A: It is not a hasty move. If the consumer price index (CPI) in July does not surge, year-on-year inflation will be around 11% and depositors will enjoy positive real interest rates. I think CPI will continue to decrease in the next few months and hover around 8-9% in June. If this is the case, SBV can even ponder deeper cuts.
Enterprises, banks, as well as the stock and realty markets all need interest rate cuts. Many companies have experienced stagnation due to limited access to capital and crushing interest rates. Industrial output growth at the end of the first quarter was merely 4.1% while inventories jumped by a record 35%. Unless there are brighter prospects, the realty market will be even riskier, adversely affecting commercial banks.
Besides, a number of banks are currently haunted by liquidity problems because of sky-high interest rates and the fear of lending to clients with woeful credit records. This is why treasury bills have been in higher demand lately despite offering interest rates of only 10-11%.
How will slashing interest rates help enterprises pull through these tough times and boost sales?
Lower deposit interest rates can lead to smaller lending interest rates, thus stimulating investment and production. Of course, this is possible only if risks are reduced. Statistics show that household depositors are on the rise. As people save more, consumption only rises slowly. Consequently, inflation-adjusted retail sales in the first quarter climbed by only 5%.
The current interest rate cut is unlikely to work wonders, especially with regard to investment, consumption and, above all, aggregate demand. Instead, it should be considered as part of a road map for reducing interest rates and avoiding excessive inflation. Once macroeconomic stability is fostered, market confidence will soar.
In 2009, the Government introduced a stimulus package based chiefly on interest subsidy. Should a similar approach be adopted now?
This is both inadvisable and impossible. The stimulus package in 2009 fell short of expectation and bred numerous macroeconomic problems in 2010 and 2011. There is not much room left for fiscal expansion at the moment. Besides, price stability is key.
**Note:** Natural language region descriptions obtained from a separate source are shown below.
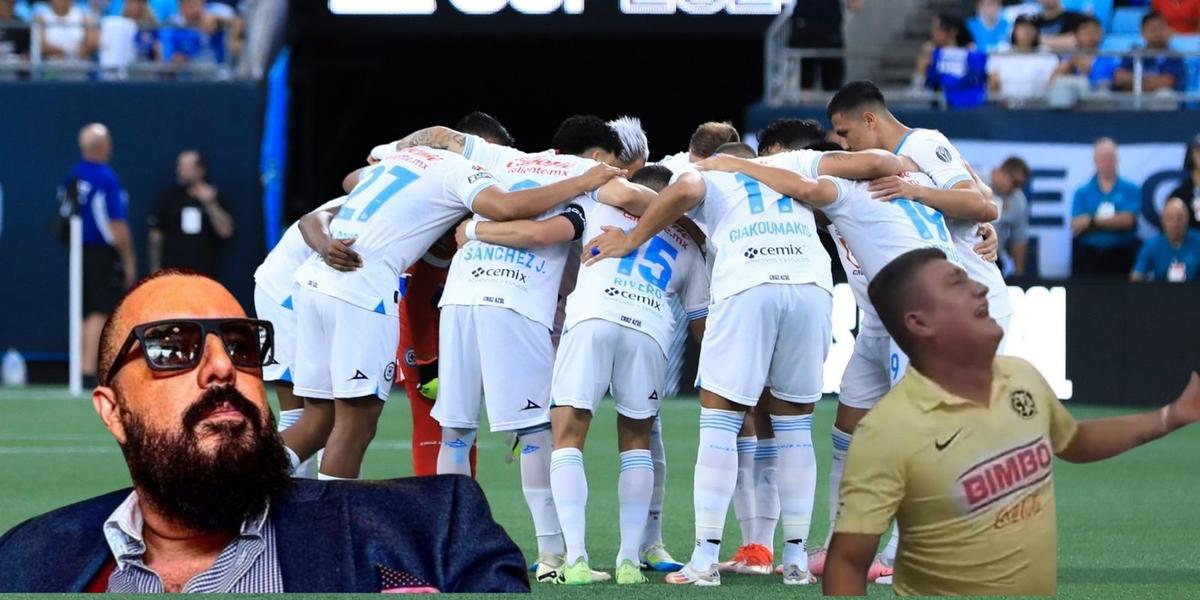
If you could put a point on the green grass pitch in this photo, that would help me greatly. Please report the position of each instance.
(1127, 527)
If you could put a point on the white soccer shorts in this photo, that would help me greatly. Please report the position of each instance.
(898, 361)
(487, 353)
(283, 319)
(342, 351)
(867, 379)
(598, 355)
(769, 333)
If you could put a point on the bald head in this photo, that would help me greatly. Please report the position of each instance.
(167, 294)
(1175, 220)
(95, 144)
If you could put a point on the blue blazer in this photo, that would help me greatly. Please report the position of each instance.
(330, 537)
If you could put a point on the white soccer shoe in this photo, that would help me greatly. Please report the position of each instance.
(549, 569)
(687, 576)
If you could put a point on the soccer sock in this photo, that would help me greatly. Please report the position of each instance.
(455, 453)
(634, 491)
(888, 557)
(535, 485)
(744, 489)
(288, 418)
(569, 485)
(840, 445)
(717, 472)
(797, 483)
(653, 533)
(766, 467)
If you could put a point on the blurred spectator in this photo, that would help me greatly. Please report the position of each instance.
(951, 65)
(13, 34)
(1013, 228)
(190, 221)
(65, 31)
(1182, 16)
(1162, 69)
(1025, 71)
(1189, 190)
(1173, 255)
(1104, 219)
(989, 30)
(1057, 25)
(1086, 61)
(193, 35)
(816, 24)
(109, 265)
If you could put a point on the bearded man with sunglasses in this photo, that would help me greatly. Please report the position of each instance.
(213, 508)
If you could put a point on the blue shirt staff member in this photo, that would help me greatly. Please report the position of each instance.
(1104, 220)
(1174, 255)
(109, 264)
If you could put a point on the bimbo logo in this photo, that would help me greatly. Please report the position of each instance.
(1006, 474)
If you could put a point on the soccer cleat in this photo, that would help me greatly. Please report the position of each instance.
(749, 559)
(657, 558)
(577, 574)
(880, 573)
(816, 562)
(629, 573)
(687, 576)
(793, 575)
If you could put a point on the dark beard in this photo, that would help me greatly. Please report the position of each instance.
(209, 492)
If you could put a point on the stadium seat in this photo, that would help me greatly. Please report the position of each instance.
(1127, 19)
(1121, 42)
(1182, 42)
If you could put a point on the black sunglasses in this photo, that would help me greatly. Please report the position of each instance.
(178, 345)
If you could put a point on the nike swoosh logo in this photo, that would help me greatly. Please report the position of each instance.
(941, 445)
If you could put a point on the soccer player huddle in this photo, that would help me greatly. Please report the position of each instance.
(454, 259)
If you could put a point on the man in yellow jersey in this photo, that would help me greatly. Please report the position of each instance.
(961, 450)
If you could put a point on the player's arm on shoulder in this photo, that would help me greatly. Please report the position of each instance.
(526, 233)
(499, 205)
(624, 195)
(677, 198)
(337, 253)
(871, 490)
(863, 165)
(442, 138)
(1097, 439)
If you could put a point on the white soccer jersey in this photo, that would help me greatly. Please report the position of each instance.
(399, 208)
(941, 161)
(760, 235)
(277, 273)
(636, 291)
(879, 232)
(525, 281)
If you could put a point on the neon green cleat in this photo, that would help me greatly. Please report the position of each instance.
(629, 573)
(577, 574)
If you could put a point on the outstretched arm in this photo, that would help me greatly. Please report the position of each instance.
(499, 205)
(443, 138)
(676, 199)
(1097, 439)
(817, 192)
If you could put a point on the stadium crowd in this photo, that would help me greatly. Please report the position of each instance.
(115, 35)
(1057, 52)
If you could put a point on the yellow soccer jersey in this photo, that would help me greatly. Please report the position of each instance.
(972, 487)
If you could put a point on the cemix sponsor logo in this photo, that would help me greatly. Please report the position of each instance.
(1006, 474)
(773, 251)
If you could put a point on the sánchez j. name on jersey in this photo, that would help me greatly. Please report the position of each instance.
(761, 235)
(636, 291)
(523, 280)
(395, 213)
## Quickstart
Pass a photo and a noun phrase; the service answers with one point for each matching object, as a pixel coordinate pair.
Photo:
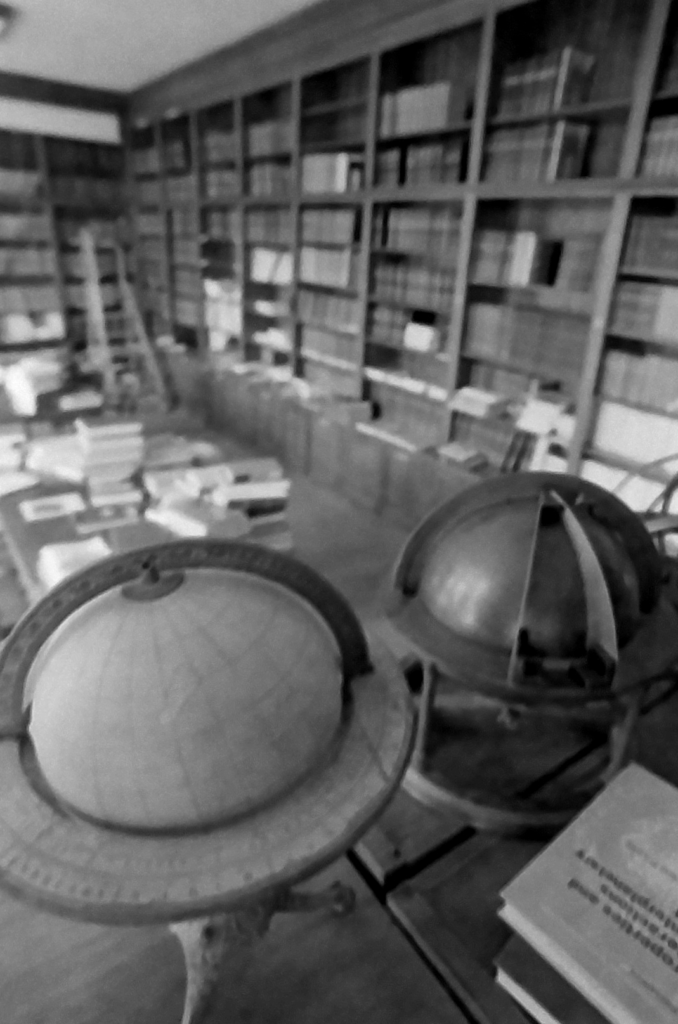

Stimulus packages that feed inflation will arguably do more harm than good.
Is there any way out? How can the Government encourage consumption and fuel production?
The authorities should consider lowering corporate taxes and interest rates to boost production while ensuring macroeconomic stability. Only when real income is not eroded can people spend more and enterprises opt for higher investment and output.